Tous les hommes de bonne volonté deviendront les alliés de Dieu, comme les serviteurs ont été dans cette histoire les alliés de Jésus. Sa mission aura été accomplie.
Le récit de Cana est riche d'autres significations. On peut noter que ce premier «signe», pour reprendre l'expression de l'évangéliste Jean, est donné à la demande d'une femme: quand Jésus répond à sa mère, il lui dit « femme »; sa féminité importe donc plus, ici, que sa maternité.

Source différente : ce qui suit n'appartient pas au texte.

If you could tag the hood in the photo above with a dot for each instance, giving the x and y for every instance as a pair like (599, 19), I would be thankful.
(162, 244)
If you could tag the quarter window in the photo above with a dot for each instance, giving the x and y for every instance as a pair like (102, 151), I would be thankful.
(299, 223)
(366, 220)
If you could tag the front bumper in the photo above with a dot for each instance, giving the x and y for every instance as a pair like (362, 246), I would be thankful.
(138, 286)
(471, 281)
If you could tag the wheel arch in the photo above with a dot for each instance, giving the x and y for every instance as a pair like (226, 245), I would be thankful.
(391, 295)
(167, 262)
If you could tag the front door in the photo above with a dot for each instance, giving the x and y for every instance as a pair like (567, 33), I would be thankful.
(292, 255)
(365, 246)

Une autre interprétation concerne la qualité des vins : celui qui a été servi d'abord représente la révélation progressive de l'identité du Dieu unique et de sa volonté faite à Israël par les prophètes; mais Jésus apporte une révélation plus complète, totale, d'où la qualité de celui qu'il fait servir, d'un cru infiniment supérieur, qui surprend le sommelier et dont les convives n'auront d'abord pas conscience.
Enfin, bien sûr, la transformation de l'eau en vin annonce l'eucharistie, la dernière Cène.

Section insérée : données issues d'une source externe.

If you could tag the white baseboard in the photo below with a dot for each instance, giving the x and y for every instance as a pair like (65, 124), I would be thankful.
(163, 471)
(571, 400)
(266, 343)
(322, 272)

Bien qu'il ne soit pas de type biographique, le récit de Cana méritait donc une analyse détaillée. On peut d'ailleurs le considérer comme une préface : Jean, qui est le seul à raconter cette histoire, l'a placée au tout début de son Évangile, dont elle constitue le deuxième chapitre. Comme s'il voulait répéter sous une autre forme ce qu'il avait écrit dans le premier:
« La Loi fut donnée par Moïse; la grâce et la vérité sont venues par Jésus-Christ. Nul n'a jamais vu Dieu. Le Fils unique, qui est tourné vers le sein du Père, lui, L'a fait connaître. »
Le récit de Cana dit l'essentiel. Et, ce qui n'est pas négligeable, il place d'emblée la mission de Jésus sous le signe de la joie. Jésus parcourait la Galilée au milieu d'une fête perpétuelle. Ceux qui, au long des siècles, se dirent ses disciples l'oublièrent souvent.